Wednesday, May 1, 2013

MO Supreme Court allows V.A. intervention in comp

The Veteran’s Administration can now intervene in Missouri’s worker’s compensation cases to try to collect payment for medical services provided to veterans, even when an employer never authorized the care, and there is no state rule to allow it, according to a recent case from the Missouri Supreme Court.  U.S. Dept. of Veterans Affairs v Boresi, No. SC 92541 (Mo. 2013); 2013 MO Lexis 25 (April 30, 2013).  The case involved a claim for reimbursement of about $19,000 in medical bills. 

The Supreme Court addressed whether the V.A. had a right to intervene, and reversed opinions of the circuit court and the court of appeals which denied intervention.  V.A. v Boresi, 2012 Mo. App. Lexis 341.  The court concluded that federal law was controlling and that 38 U.S.C. § 1729 allowed an unequivocal right to intervene in any action brought a veteran covered under a worker’s compensation law or plan. The Supremacy Clause trumped any state comp law.  The Missouri comp law had no provision for intervention in these circumstances, and the civil rules for intervention under Rule 52.12 did not apply. The Supremacy Clause is not exactly new ground for anyone who remembers anything about Constitutional Law.

The problem is that as a practical matter federalization of comp chips away at the employer’s state rights to designate a medical provider.  In this case there is no allegation that the employer failed or refused to provide treatment.  The court of appeals found there was no refusal or denial.  The Supreme Court leaves that issue unresolved.  The V.A. states it doesn’t know one way or the other.  The decision allows the V.A. to intervene, and kicks the can down the road whether the V.A. can actually collect anything.  The court rejected the defense that the V.A. really had any meaningful pleading requirement to show it had any right of recovery except that it had provided services and can assert that someone’s got to pay.
The court of appeals found that if the V.A. had no right to collect benefits since the treatment was not authorized and  it had no right to intervene.  Judge Romines indicated:  even if the VA was allowed to step into Hollis' shoes, the VA would still not be entitled to receive payment. Thus, the federal statute cannot supply the VA with a right to intervene.” 

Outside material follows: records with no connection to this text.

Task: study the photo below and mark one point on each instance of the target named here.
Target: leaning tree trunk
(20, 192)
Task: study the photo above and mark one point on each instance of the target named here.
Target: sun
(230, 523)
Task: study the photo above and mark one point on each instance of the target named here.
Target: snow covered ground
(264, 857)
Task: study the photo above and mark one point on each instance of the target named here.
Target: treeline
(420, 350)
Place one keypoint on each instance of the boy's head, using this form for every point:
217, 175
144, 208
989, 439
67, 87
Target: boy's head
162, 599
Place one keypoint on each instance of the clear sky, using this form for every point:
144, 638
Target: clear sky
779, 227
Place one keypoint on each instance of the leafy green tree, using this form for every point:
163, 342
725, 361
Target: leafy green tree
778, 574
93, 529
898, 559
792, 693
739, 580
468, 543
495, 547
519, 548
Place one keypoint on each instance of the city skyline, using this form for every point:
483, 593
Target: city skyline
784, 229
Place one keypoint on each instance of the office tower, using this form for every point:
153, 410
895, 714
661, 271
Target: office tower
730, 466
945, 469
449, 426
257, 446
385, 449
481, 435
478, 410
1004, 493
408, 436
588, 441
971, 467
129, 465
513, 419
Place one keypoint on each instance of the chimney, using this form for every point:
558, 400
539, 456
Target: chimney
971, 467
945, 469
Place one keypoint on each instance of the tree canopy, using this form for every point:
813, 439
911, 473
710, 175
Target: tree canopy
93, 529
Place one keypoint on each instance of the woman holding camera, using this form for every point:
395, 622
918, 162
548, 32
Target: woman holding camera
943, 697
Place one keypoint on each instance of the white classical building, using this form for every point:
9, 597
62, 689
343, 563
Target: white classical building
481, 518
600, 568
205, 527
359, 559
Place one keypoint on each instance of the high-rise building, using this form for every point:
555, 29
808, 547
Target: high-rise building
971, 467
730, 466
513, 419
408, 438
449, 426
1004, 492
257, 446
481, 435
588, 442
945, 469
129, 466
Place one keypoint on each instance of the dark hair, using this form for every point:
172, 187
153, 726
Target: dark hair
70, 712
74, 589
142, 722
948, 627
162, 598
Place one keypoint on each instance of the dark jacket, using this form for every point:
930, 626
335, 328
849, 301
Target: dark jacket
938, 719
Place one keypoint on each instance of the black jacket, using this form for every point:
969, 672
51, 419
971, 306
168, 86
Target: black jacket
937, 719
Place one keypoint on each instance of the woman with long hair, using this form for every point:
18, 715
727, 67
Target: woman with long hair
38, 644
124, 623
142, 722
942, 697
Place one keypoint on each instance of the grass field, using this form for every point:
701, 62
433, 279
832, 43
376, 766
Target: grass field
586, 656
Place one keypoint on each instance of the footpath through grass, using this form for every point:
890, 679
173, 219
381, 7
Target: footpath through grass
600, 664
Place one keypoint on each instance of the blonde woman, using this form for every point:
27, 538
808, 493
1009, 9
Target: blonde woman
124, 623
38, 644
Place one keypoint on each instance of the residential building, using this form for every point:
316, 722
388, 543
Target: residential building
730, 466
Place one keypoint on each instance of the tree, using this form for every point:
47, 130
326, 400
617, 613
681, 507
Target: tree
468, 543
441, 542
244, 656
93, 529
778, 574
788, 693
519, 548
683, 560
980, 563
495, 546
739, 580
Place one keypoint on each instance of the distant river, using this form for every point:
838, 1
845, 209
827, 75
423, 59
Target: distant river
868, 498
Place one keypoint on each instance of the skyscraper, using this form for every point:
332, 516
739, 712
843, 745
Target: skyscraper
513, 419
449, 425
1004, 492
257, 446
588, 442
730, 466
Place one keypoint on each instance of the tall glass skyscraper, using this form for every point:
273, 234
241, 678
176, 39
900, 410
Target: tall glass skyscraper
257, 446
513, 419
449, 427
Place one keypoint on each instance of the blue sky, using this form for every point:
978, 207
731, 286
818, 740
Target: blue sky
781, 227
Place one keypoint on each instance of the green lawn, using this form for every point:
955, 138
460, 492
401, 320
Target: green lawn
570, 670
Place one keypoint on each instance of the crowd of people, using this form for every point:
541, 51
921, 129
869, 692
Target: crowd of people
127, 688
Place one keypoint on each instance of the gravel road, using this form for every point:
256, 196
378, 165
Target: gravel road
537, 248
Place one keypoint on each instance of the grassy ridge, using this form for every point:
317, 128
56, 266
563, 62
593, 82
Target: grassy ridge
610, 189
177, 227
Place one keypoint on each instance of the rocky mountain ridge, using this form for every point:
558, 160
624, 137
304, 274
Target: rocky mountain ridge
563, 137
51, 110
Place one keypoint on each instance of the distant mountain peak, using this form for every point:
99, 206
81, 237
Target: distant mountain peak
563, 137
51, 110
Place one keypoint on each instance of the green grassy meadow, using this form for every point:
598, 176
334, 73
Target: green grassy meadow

The takeaway is that attorneys for both sides need to pay more attention to the potential for V.A. claims whether or not a lien has been asserted.   As parties in comp have seen whenever the federal government gets involved, as in Medicare reimbursement, it grinds down the process and has unintended consequences.  Adding another chair at the negotiating table for the V.A. could easily have the same effect of delays from fighting over liens involving unauthorized treatment and payment of conditions unrelated to work injuries.